Re: Augmenting a DSD matrix

Here are my thoughts:

1. The purpose of the DSD is to find active factors not find the best levels.  It seems your DSD did that although you have not provided the entire analysis of the DSD.  Without any context for the factor, the situation or the response variables, it is difficult to provide advice.  Do you need further experiments?  Do you think changing the factor levels for the factor in question will invalidate the learnings from the DSD?

2. Were there any quadratic effects for any of the factors?  Did you simplify the model and save the prediction formula?  Perhaps just run some confirmatory runs with the factor in question at the "better" levels.

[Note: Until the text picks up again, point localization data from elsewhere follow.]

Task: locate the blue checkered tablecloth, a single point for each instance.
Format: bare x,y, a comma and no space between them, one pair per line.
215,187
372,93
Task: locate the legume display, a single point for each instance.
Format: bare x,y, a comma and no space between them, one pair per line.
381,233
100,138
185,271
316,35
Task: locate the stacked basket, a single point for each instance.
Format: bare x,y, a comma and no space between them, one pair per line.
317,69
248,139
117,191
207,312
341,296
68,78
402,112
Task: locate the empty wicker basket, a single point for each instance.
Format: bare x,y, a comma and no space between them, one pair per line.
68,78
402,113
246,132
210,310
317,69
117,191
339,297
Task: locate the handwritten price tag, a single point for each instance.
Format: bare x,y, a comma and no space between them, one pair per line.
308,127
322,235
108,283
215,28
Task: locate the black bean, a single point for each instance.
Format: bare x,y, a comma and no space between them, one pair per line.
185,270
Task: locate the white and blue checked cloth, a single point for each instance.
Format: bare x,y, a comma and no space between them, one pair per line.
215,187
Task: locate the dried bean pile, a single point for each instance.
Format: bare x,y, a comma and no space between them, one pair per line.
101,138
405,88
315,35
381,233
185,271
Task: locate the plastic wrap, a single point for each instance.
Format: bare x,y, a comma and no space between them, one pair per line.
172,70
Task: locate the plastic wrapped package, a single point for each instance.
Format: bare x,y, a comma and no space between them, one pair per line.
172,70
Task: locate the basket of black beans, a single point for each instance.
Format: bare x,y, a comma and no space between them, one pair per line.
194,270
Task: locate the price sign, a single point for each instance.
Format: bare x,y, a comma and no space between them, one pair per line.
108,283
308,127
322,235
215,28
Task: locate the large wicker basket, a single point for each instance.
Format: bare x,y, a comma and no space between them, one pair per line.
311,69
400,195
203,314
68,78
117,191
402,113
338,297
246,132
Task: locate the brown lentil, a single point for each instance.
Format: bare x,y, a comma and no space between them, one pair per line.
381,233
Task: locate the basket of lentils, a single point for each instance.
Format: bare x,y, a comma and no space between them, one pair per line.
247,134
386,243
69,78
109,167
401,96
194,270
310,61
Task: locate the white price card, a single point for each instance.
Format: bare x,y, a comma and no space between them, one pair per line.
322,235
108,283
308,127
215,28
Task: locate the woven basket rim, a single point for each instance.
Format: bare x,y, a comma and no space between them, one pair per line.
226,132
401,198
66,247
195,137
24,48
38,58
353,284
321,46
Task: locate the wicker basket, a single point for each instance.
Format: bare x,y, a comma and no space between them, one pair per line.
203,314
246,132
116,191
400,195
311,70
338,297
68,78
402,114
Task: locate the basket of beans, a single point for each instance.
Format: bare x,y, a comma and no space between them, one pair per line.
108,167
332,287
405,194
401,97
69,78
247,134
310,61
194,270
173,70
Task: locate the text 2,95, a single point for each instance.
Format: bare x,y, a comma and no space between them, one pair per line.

3. Did you have any strategy to handle noise in your experiment?  Perhaps some sampling of the model over time would be good to validate the consistency/predictability of the factor effects.

 

"All models are wrong, some are useful" G.E.P. Box
bwilliamson
Level II

Re: Augmenting a DSD matrix

We were using DSD to characterize a step; meaning we had targets that were previously determines and acceptable operating ranges that are largely determined by the capability of control in the process. We were checking to see if the step was sensitive to that level of variation. The range on one of the parameters needed to be adjusted to accommodate where the step was actually running in production, so we were trying to think of a way to do that.

 

Thanks for your input!

P_Bartell
Level VIII

Re: Augmenting a DSD matrix

To add my two cents to the issues and questions raised by @statman here's my thought. Forget about augmenting the DSD design. The augmented DSD would no longer be a DSD...but what I used to call a Frankenstein design. DSDs have some very special concepts behind them (effect heredity and sparsity but two) and specific characteristics such as the foldover property that would be rendered moot by analyzing it as a Frankenstein DSD...and I'm pretty sure the Fit Definitive Screening Design analysis platform would not like the Frankenstein design and you might get error messages galore. Here's my thought. Since you've got 3 factors you'd like to study further, with some very specific model terms you'd like to estimate, why not run a D-optimal design in the 10 runs you say you have available, specifying the exact model you wrote, and analyze it as such. In 10 runs you've still got a few degrees of freedom leftover for error estimation for the specified model. Then take away the practical conclusions from both experiments and see where that leads either to solving the problem at hand or additional trials. All this is consistent with the sequential design of experiments problem solving process.

bwilliamson
Level II

Re: Augmenting a DSD matrix

You are absolutely correct. Going about adding to a DSD without doing a complete foldover would be a mess.